Monks in Byzantium said it was the gently pulsing rhythms, uplifting melodies and resonating harmonies of liturgical chants floating through the corridors, sanctuaries and domes of their brick and stone churches.
But in 2015, with advanced recording and acoustic measuring technology now available, what do we really mean by angelic sounds? UCLA Byzantine art history and archaeology professor Sharon Gerstel and a multidisciplinary, international team of scholars have devoted much of the last year trying to find that out.
“We wanted the best scientific testing possible to understand what it meant when the Byzantines said, ‘It sounds like there are angels in the buildings,’” Gerstel said.
So Gerstel and a team that included an audio and acoustics professor from USC, a recording engineer, an archaeologist, an architectural historian and a musicologist who specializes in transcriptions of 14th-century Byzantine music spent two weeks in northern Greece last summer trying to capture the ethereal.
The 14th century was significant to the team’s work for several reasons: It marked the end of a five-centuries-long period when Byzantine churches were shrinking in size. In that time period, the paintings and mosaics in these churches depicted the singers as well as the lyrics of the chants. And the music in Byzantium changed into a form called kalophonic (beautiful voice), putting the emphasis on soloists who would riff on the music and create beautiful melodies.

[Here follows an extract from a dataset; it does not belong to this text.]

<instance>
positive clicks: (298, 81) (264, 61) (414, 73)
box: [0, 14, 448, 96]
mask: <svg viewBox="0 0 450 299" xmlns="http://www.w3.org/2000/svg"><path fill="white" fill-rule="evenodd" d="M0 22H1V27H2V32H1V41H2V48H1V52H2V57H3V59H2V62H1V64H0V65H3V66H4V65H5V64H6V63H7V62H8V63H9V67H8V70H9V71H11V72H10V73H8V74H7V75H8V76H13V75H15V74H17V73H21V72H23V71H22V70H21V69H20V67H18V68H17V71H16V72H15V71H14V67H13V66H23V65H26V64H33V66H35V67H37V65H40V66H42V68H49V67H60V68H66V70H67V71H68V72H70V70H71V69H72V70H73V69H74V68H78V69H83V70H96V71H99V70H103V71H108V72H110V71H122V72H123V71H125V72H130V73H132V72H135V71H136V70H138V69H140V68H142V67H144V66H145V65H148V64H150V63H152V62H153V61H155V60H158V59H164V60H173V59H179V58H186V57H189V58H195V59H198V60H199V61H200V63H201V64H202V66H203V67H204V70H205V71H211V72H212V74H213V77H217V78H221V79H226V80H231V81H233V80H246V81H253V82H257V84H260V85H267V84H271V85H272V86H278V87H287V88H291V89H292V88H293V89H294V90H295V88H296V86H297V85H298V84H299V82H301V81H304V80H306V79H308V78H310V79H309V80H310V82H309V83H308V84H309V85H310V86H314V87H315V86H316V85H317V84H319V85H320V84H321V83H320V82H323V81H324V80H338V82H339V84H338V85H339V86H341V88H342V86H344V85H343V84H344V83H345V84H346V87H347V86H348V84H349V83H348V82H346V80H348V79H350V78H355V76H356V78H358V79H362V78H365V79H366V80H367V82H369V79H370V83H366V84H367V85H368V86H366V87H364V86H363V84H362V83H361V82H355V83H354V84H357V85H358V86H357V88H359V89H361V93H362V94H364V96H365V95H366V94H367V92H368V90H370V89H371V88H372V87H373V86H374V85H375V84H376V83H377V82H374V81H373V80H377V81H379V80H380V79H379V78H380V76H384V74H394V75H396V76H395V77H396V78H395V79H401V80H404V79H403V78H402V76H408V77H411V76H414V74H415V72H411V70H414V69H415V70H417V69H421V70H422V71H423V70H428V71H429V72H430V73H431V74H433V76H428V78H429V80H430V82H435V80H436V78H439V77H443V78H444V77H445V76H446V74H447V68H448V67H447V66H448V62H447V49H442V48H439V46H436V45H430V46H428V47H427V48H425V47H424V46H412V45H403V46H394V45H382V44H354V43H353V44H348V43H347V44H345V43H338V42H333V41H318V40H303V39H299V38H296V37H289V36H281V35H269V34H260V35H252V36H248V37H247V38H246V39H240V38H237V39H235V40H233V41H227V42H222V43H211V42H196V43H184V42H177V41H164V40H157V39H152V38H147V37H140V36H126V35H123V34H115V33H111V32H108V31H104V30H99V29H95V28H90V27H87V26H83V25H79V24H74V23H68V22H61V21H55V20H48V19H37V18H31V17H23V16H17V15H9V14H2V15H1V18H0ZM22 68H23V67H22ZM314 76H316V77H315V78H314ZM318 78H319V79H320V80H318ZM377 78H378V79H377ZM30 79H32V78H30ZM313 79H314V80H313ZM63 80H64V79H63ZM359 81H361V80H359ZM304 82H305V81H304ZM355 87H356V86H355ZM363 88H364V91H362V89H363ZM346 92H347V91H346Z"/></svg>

Previously, scholars had said the move to build smaller churches was the result of congregations or monastic communities getting smaller, Gerstel said. But with artwork incorporating inscriptions from hymns and depicting figures gesturing to one another from opposite walls in churches as if they were conversing, Gerstel posited another theory: These new churches were designed to be smaller — and even decorated differently — to enhance the performance of the chants.